Smartphone OS provider Symbian says 12.3m units running its software shipped in the second quarter of the year, up from 7.8m a year ago. This bagged the company $37.9m in royalty revenues, the bulk of its $41.2m gross revenue.

Despite delays to several of the most anticipated models from Nokia and Sony Ericsson, 24m units shipped in the first half of the year, up 65 per cent from a year ago.

Royalties account for most of Symbian's revenue - partnering and consultancy revenues fell sequentially. Symbian is privately held and the company doesn't disclose its profits.

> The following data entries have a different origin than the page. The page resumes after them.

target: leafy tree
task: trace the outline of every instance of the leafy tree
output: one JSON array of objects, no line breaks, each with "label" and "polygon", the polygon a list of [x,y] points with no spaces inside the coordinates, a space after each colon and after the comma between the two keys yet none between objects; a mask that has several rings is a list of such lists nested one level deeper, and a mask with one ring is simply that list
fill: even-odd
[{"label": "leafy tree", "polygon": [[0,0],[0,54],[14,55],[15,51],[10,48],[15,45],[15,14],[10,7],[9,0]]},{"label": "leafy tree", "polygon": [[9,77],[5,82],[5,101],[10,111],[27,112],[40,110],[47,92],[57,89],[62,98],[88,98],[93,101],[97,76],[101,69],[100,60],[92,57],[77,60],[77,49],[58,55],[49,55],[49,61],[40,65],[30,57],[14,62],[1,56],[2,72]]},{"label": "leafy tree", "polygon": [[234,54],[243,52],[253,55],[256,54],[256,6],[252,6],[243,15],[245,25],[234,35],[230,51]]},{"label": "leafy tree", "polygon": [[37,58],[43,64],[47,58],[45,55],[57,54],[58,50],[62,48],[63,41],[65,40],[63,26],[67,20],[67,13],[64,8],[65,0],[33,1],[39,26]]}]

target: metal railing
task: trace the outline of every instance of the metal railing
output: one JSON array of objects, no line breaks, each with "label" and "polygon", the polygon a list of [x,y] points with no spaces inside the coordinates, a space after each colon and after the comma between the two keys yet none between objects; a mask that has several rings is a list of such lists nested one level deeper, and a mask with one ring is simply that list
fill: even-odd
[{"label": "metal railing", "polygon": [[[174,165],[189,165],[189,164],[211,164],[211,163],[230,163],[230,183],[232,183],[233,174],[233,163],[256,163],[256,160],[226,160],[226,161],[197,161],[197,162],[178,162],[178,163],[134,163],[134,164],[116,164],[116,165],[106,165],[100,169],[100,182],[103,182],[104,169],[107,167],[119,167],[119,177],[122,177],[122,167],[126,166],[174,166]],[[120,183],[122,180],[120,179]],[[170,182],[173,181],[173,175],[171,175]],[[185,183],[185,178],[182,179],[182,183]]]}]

Earlier this year, Symbian's CFO said the company was comfortably in profit, and that $80m annual revenue represents break even. So by our calculations, the company is on course to clear more than $40m in profit this year.

Overall, 55 models are in development, down one from the start of the year. Ninety-two per cent of 3G smartphones are Symbian devices, the company adds.

Symbian has Nokia and the Japanese manufacturers to thank for its growth. Four manufacturers including Sony Ericsson produce FOMA devices for the Japanese market, the rest are all from Nokia. Symbian included Sony Ericsson's M600i, and Nokia's E60 and E70 as devices that shipped in Q2, although you'd have been very fortunate to find any of these before 30 June.

It's the last quarterly statement before Symbian's new, lower royalty option becomes available. So far manufacturers have paid $7.25 per unit for the first two million units shipped, and $5 per unit after that. The new royalty schedule permits phone makers to take Symbian OS for $2.50 - without Java - or two per cent of the trade price (Nokia's average selling price per phone is a shade over $100).

Symbian's average royalty per unit rose again in the quarter to $5.7 per unit, up from $5.3 a year ago.